What It’s Like to be Raised in Zimbabwe

By Owen Maswela

My name is Owen Maswela. I live at 41 Kambanji drive, Glenlorne. I was born in Dallas, Texas in the United States of America. I am Zimbabwean however. My grandfather’s illness is what saw my family return to Zimbabwe. I went to Greystone Primary School from grade 1 to 7.  On arriving in Zimbabwe, I didn’t understand or speak Shona and then every time we visited relatives everyone would be speaking in Shona. I would get so upset about the fact that I couldn’t speak and understand this language. I was also afraid of flies, cockroaches, and even ants because in America you hardly see these insects. I was nevertheless happy that I had lots of space to play in and I had dogs. I had also never played in the sand and so I was quite excited. I began to learn Shona in grade 1. It is at this time that my grandfather died and I felt very heartbroken. I was named after my grandfather and we were very close.
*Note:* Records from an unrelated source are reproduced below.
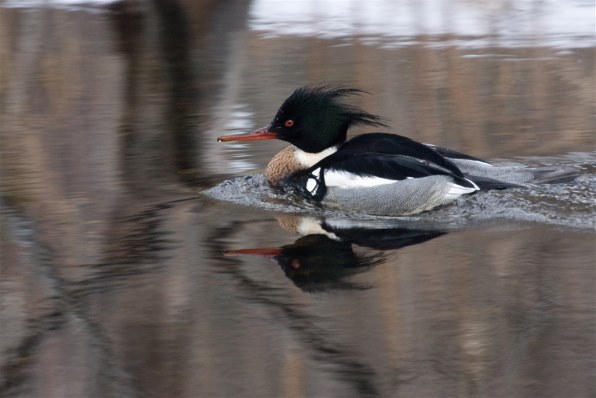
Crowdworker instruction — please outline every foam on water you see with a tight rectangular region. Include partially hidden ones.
[203,152,596,229]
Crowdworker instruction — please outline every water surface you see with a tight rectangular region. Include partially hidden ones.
[0,0,596,398]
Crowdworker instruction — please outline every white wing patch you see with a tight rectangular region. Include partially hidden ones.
[444,180,480,200]
[325,170,397,188]
[294,146,337,169]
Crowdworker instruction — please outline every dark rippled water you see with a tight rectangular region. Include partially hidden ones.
[0,0,596,398]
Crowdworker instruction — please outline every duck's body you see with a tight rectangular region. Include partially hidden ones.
[219,87,576,215]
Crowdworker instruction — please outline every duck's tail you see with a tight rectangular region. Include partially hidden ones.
[451,159,579,190]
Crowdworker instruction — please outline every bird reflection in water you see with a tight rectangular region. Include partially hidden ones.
[224,215,447,292]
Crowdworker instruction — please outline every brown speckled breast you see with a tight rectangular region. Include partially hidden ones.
[265,145,304,187]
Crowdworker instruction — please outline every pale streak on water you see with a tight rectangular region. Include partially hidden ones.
[0,0,596,398]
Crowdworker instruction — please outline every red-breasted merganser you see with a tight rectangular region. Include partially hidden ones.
[218,86,574,215]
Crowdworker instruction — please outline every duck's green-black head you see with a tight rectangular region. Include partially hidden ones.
[218,85,386,153]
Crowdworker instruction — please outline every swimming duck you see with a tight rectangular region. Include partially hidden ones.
[218,86,566,215]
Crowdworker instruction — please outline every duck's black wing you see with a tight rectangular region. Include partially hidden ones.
[340,133,471,177]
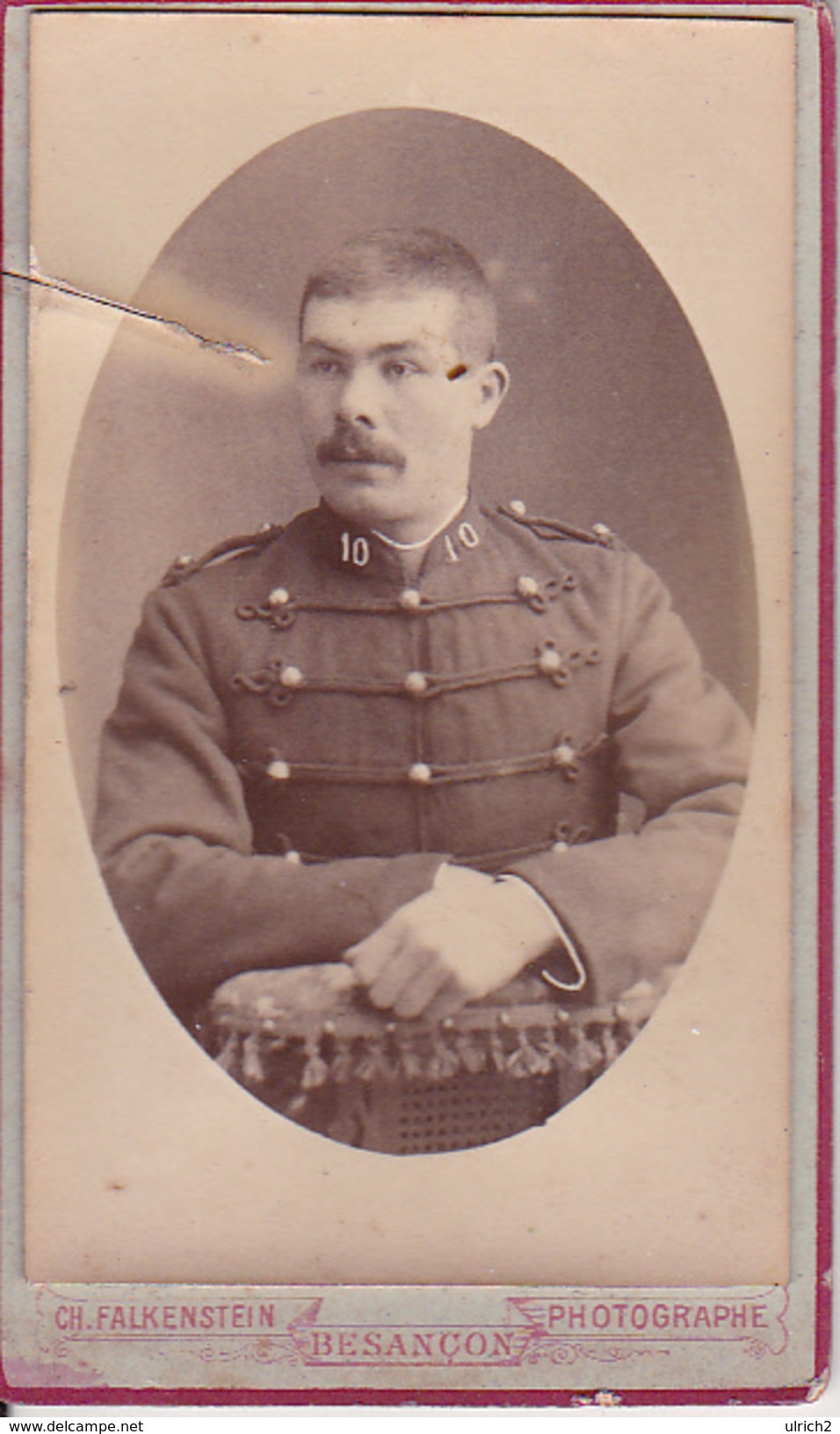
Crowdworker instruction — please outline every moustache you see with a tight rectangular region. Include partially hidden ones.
[315,433,406,469]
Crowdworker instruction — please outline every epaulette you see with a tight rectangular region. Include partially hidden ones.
[496,501,618,547]
[161,524,284,588]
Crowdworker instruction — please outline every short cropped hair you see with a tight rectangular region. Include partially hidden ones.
[298,228,497,363]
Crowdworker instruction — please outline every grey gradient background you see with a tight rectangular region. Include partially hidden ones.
[59,109,757,812]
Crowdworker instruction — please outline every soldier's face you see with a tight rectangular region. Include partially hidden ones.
[297,290,508,542]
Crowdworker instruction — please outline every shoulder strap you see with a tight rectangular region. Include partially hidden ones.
[496,503,617,547]
[161,524,284,588]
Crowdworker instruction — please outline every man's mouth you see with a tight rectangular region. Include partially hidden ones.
[315,436,406,469]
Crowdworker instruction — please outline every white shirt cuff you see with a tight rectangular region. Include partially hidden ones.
[496,873,586,991]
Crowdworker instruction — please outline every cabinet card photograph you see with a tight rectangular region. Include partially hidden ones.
[4,3,833,1404]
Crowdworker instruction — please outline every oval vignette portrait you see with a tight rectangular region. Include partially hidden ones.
[59,109,757,1155]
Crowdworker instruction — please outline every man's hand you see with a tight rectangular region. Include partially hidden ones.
[344,866,556,1019]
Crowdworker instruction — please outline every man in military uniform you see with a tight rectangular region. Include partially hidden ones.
[96,229,747,1044]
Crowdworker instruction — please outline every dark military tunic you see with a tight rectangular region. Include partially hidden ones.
[96,501,749,1005]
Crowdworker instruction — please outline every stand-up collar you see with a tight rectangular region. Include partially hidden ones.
[309,493,488,583]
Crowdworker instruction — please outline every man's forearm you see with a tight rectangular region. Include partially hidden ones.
[103,835,445,1014]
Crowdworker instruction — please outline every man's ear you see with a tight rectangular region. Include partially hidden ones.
[473,358,511,431]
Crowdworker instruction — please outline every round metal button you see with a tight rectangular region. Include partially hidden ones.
[402,672,429,697]
[536,647,563,677]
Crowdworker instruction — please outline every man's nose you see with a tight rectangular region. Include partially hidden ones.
[337,368,377,429]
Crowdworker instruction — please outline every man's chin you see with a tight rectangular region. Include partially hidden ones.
[317,463,400,525]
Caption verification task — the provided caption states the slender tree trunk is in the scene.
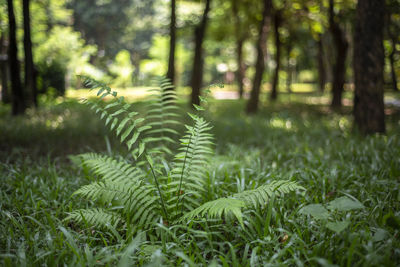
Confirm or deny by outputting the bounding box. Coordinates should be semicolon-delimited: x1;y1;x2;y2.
231;0;246;98
317;34;326;93
385;10;399;92
389;39;399;92
167;0;176;84
0;33;10;103
270;10;282;101
7;0;25;115
246;0;272;113
23;0;38;107
191;0;211;105
236;38;246;98
353;0;385;134
329;0;348;108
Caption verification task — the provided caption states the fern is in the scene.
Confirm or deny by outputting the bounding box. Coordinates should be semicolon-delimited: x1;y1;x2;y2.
182;181;304;226
66;77;304;238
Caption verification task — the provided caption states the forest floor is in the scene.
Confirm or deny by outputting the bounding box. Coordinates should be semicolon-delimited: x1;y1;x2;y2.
0;87;400;266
I was taught that in Zimbabwean culture, I had to respect my elders when I speak to them.  I have to stand up for them when they need to sit. I was also taught how to greet people honorably like ana Gogo and Sekuru’s in rural areas like kuvaombera. Lastly, I learned how to eat wild fruits like matamba, tsubvu, nhengeni and some Ishwa.
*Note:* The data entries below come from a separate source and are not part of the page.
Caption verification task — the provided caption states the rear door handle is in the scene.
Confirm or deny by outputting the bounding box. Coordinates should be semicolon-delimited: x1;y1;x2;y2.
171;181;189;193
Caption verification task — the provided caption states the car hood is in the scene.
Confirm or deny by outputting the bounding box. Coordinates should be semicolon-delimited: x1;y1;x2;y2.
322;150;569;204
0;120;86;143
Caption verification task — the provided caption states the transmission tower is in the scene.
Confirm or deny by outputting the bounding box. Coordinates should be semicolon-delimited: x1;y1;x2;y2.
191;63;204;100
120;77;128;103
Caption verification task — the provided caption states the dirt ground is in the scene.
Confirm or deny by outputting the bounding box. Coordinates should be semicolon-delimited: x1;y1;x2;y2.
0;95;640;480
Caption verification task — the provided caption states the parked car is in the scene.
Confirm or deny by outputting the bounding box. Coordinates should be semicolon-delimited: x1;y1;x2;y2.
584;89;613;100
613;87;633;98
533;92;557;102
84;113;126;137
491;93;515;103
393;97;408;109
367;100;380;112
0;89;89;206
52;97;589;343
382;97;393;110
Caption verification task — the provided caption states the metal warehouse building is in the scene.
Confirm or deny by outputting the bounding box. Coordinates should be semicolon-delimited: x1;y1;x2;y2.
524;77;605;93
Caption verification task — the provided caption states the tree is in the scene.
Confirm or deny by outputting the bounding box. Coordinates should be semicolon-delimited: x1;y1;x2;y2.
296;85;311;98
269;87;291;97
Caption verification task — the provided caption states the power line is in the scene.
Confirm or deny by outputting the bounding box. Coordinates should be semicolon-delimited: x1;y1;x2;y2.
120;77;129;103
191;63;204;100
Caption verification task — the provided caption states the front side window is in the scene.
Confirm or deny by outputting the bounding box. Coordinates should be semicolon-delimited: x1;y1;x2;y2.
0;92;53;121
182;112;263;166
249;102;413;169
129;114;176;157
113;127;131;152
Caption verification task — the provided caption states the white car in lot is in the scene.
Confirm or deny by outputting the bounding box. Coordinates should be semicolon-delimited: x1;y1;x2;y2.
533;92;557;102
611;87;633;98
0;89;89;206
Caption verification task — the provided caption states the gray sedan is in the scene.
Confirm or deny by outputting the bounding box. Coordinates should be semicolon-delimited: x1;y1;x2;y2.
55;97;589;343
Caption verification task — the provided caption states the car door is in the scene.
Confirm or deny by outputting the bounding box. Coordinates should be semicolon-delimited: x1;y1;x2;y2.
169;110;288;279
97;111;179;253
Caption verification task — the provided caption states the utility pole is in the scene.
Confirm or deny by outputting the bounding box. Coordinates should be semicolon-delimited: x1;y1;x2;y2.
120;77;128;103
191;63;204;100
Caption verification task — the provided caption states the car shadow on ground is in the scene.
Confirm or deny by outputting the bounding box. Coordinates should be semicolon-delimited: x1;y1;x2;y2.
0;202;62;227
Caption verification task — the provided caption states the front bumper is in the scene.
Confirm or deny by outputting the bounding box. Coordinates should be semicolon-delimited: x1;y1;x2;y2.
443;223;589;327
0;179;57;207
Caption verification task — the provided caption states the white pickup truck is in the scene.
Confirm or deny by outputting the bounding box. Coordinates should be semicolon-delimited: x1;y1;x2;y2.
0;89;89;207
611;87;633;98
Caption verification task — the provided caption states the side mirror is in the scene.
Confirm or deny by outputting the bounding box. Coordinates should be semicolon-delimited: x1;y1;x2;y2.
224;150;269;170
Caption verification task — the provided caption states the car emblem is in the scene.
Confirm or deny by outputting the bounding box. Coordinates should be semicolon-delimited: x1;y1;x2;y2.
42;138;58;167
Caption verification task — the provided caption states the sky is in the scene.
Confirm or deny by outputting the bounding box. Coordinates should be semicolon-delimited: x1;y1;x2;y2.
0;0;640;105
I visited my mother’s rural area. She comes from Rusape. Here I helped to herd cattle and goats. This made me very excited. I look forward to going to Rusape every holiday to date. My father comes from Shurugwi. I visited my Ambuya and sekuru. Sekuru taught me how to milk a cow. At first, I was very afraid to get kicked by the cows but with time I got used to it.

The African-Zimbabwean culture embraces the division of labor between men and women who have different roles to play and fulfill. In the rural areas, women collect firewood and water. They normally have to travel long distances to get these resources whilst men farm, herd cattle and hunt.

Where history comes into play, I have learned of British business man and imperialist Cecil John Rhodes and his desire to obtain exclusive mining rights in Zimbabwe. He gave King Lobengula of Northern Ndebele the Rhodes Concession to sign in this regard.  It is said that Lobengula signed the concession because he wanted one packet of sugar. I have then learned about the legend of Chaminuka. Chaminuka was the chief of Chitungwiza, a high-density dormitory town Zimbabwe. I have travelled to places like Kariba where I was told about the legend of the Nyaminyami. While there I went on a boat cruise that took me to isolated islands.  Finally, I have been to Vic falls which are 878km away from Harare. I have learned a lot about Zimbabwean culture.

Life in Zimbabwe is a hustle yet a blessing. I love Sadza and other cultural foods from this nation. I love Zimbabwe.


This is a competition entry by a writer based in Africa. The competition which was held earlier this year encouraged storytellers aged 12-20 to write about life and culture of their country. The winner has since been announced.